Through this process, wealth is created, incremental step by incremental step, as high levels of productivity associated with innovative technologies displace less-efficient productive capacity. The model presupposes the continuous churning of a flexible competitive economy in which the new displaces the old.
As the 1980s progressed, the success of that strategy confirmed the earlier views that a loosening of regulatory restraint on business would improve the flexibility of our economy. No specific program encompassed and coordinated initiatives to enhance flexibility, but there was a growing recognition that a market economy could best withstand and recover from shocks when provided maximum flexibility.
The full speech is available at the Federal Reserve web site at: http://www.federalreserve.gov/boarddocs/speeches/2005/20051012/default.htm
Speaking of the invention of a practical, affordable sewing machine:
It was a democratizing influence. James Parton was exaggerating only a little when he wrote in the Atlantic Monthly in 1867 that it was “one of the means by which the industrious laborer is as well clad as any millionaire.” (p. 84)
Evans, Harold. They Made America: Two Centuries of Innovators from the Steam Engine to the Search Engine. New York: Little, Brown and Co., 2004.
(p. 462) People don’t change when you tell them they should. They change when they tell themselves they must. Or as Johns Hopkins foreign affairs professor Michael Mandelbaum puts it, “People don’t change when you tell them there is a better option. They change when they conclude that they have no other option.”

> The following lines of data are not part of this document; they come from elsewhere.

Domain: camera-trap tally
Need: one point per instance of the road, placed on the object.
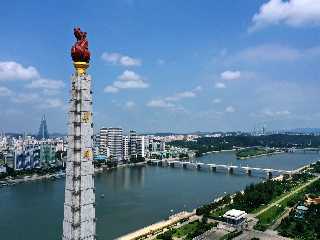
(286, 196)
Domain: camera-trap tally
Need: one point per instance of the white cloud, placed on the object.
(119, 59)
(111, 89)
(219, 85)
(160, 104)
(130, 104)
(217, 100)
(127, 80)
(25, 98)
(230, 75)
(4, 92)
(270, 113)
(52, 103)
(46, 84)
(295, 13)
(15, 71)
(181, 95)
(161, 61)
(230, 109)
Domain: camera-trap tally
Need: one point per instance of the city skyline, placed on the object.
(209, 67)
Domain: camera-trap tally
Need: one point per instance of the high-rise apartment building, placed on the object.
(103, 141)
(43, 129)
(115, 143)
(132, 144)
(125, 147)
(141, 146)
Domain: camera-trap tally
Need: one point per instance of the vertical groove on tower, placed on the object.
(79, 207)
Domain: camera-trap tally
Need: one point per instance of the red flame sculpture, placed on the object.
(80, 51)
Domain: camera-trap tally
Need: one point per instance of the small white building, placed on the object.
(235, 218)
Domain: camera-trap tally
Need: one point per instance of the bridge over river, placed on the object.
(224, 167)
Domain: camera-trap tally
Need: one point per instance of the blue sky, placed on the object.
(164, 65)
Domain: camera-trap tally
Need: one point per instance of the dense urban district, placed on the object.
(286, 206)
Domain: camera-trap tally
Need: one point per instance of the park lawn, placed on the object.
(184, 230)
(284, 202)
(219, 212)
(270, 216)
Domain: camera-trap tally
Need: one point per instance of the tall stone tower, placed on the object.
(79, 206)
(43, 129)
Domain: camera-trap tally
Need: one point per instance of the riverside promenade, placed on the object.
(157, 227)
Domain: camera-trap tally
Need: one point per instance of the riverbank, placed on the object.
(9, 181)
(152, 231)
(260, 155)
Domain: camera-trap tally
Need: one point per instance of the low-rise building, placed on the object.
(234, 219)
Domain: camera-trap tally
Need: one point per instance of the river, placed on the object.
(134, 197)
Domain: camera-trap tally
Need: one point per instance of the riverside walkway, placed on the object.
(157, 227)
(229, 168)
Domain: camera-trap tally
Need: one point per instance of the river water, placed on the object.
(134, 197)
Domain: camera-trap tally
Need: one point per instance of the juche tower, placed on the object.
(79, 205)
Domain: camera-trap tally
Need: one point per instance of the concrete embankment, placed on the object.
(157, 227)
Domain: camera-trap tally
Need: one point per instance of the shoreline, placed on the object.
(57, 175)
(156, 227)
(259, 155)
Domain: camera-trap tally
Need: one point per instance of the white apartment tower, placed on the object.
(125, 146)
(79, 221)
(115, 143)
(103, 141)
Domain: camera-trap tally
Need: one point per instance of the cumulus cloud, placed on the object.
(230, 75)
(181, 95)
(4, 92)
(51, 103)
(217, 100)
(15, 71)
(295, 13)
(230, 109)
(46, 84)
(275, 114)
(160, 104)
(25, 98)
(119, 59)
(130, 104)
(127, 80)
(111, 89)
(219, 85)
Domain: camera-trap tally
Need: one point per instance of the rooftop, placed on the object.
(235, 214)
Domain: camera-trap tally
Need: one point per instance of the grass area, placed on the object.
(187, 231)
(231, 235)
(252, 152)
(270, 216)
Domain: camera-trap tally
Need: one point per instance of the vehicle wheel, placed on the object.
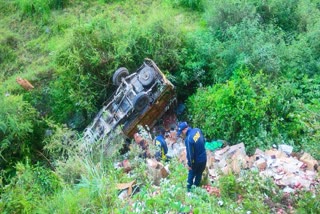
(141, 101)
(146, 76)
(118, 75)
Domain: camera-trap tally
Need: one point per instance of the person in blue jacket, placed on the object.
(161, 144)
(196, 153)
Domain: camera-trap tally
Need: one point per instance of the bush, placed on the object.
(27, 190)
(251, 110)
(17, 121)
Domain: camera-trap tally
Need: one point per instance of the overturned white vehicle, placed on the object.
(140, 99)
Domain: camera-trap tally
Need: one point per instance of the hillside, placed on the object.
(247, 71)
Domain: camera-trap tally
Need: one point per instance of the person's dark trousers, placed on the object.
(195, 174)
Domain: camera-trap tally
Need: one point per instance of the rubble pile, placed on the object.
(287, 169)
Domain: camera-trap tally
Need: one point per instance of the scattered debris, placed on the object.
(287, 171)
(24, 83)
(126, 189)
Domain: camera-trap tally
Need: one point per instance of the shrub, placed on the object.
(26, 190)
(251, 110)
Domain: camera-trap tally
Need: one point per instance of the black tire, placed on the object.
(141, 101)
(146, 76)
(118, 75)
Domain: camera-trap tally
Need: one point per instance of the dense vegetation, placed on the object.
(254, 66)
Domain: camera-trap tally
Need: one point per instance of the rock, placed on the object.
(309, 160)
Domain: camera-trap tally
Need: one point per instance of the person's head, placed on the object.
(161, 131)
(182, 128)
(137, 137)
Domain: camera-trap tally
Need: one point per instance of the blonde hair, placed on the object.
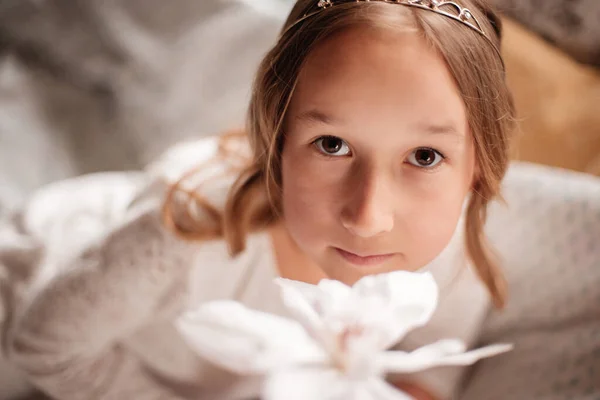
(254, 199)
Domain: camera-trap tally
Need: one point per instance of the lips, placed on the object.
(366, 260)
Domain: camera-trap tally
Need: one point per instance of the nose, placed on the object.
(369, 210)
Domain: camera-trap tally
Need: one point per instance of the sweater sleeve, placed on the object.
(99, 278)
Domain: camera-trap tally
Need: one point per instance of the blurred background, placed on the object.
(97, 85)
(90, 85)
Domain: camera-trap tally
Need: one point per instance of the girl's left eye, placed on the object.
(332, 146)
(425, 158)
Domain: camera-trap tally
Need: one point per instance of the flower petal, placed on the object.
(246, 341)
(381, 390)
(410, 299)
(442, 353)
(304, 384)
(302, 300)
(327, 384)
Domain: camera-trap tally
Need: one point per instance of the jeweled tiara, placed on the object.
(449, 9)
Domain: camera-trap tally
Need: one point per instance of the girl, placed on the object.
(373, 127)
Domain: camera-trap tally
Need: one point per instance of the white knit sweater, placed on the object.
(96, 319)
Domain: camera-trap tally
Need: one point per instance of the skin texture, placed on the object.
(359, 173)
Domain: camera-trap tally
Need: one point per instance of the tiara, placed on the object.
(449, 9)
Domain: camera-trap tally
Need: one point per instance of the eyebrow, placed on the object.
(315, 116)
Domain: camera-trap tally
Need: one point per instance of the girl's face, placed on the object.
(378, 157)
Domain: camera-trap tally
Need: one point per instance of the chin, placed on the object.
(349, 274)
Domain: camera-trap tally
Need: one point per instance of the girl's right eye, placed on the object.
(332, 146)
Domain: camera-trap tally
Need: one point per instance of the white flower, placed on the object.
(336, 347)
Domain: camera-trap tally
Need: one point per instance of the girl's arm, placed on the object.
(67, 339)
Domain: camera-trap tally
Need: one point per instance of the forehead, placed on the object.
(364, 75)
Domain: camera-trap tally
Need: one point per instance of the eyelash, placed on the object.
(315, 143)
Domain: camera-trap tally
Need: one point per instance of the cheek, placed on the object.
(434, 216)
(309, 198)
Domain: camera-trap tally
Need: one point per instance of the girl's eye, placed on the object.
(332, 146)
(425, 158)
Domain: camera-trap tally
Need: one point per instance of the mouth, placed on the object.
(364, 260)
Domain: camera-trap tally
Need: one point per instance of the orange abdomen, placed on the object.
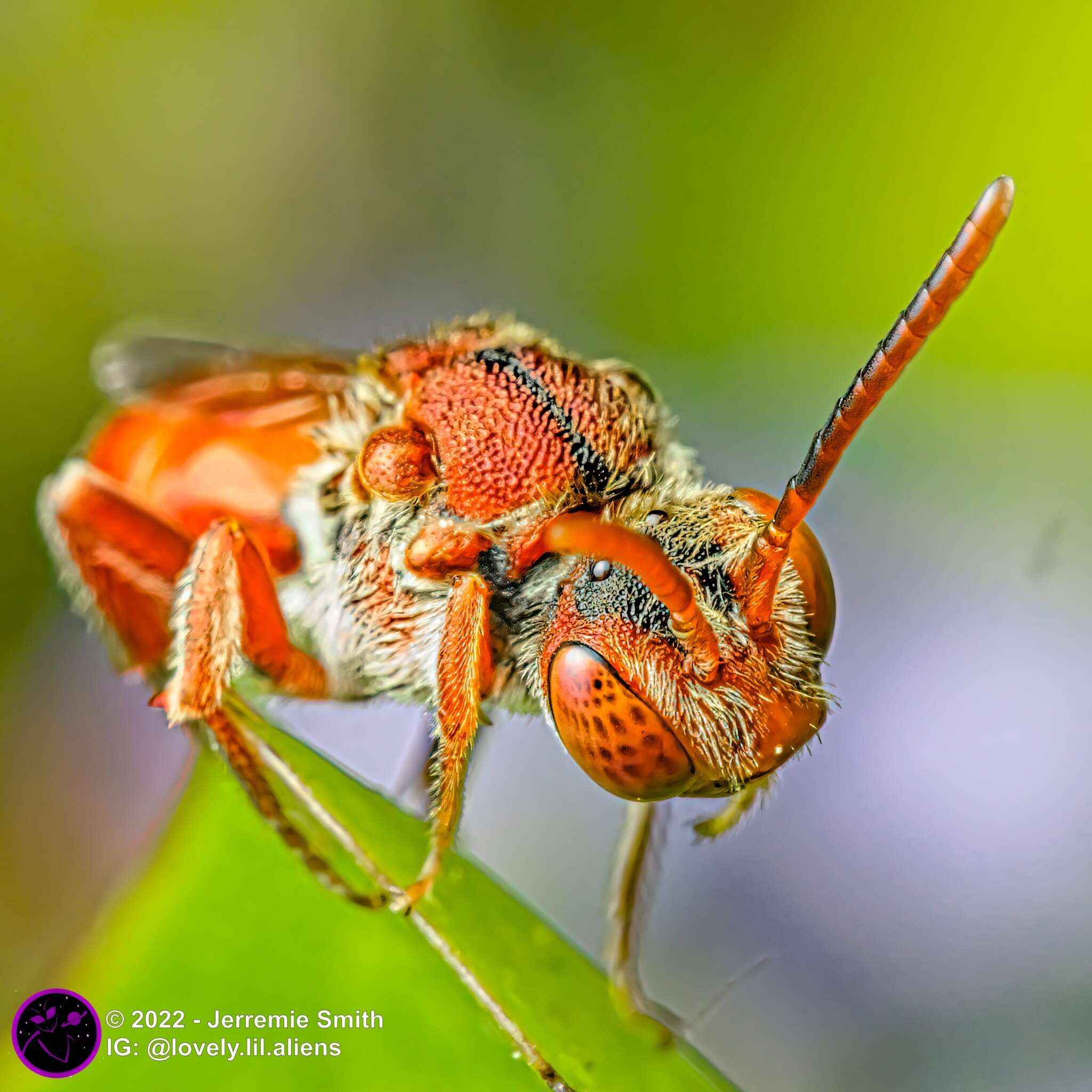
(200, 452)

Friedman, Thomas L. The World Is Flat: A Brief History of the Twenty-First Century. New York: Farrar, Straus and Giroux, 2005.
Thomas Friedman’s claim here is plausible, but I find it surprising, given his strong push for a worker safety net when the worker loses a job to creative destruction. The safety net Friedman proposes, in this book anyway, is one that does incorporate some incentives to find a job, but sounds like it could be ‘gamed’ to delay the tough decisions that might need to be made. Hayek had some useful observations on this issue way back in his Road to Serfdom.
Apparently a perq of being a columnist for the New York Times, is that you get access to pretty high quality economics tutors. Tom Friedman tells us:
My economics tutor Paul Romer is fond of saying, “Everyone wants economic growth, but nobody wants change.” Unfortunately, you cannot have one without the other, especially when the playing field shifts as dramatically as it has since the year 2000. (p. 339)
Friedman, Thomas L. The World Is Flat: A Brief History of the Twenty-First Century. New York: Farrar, Straus and Giroux, 2005.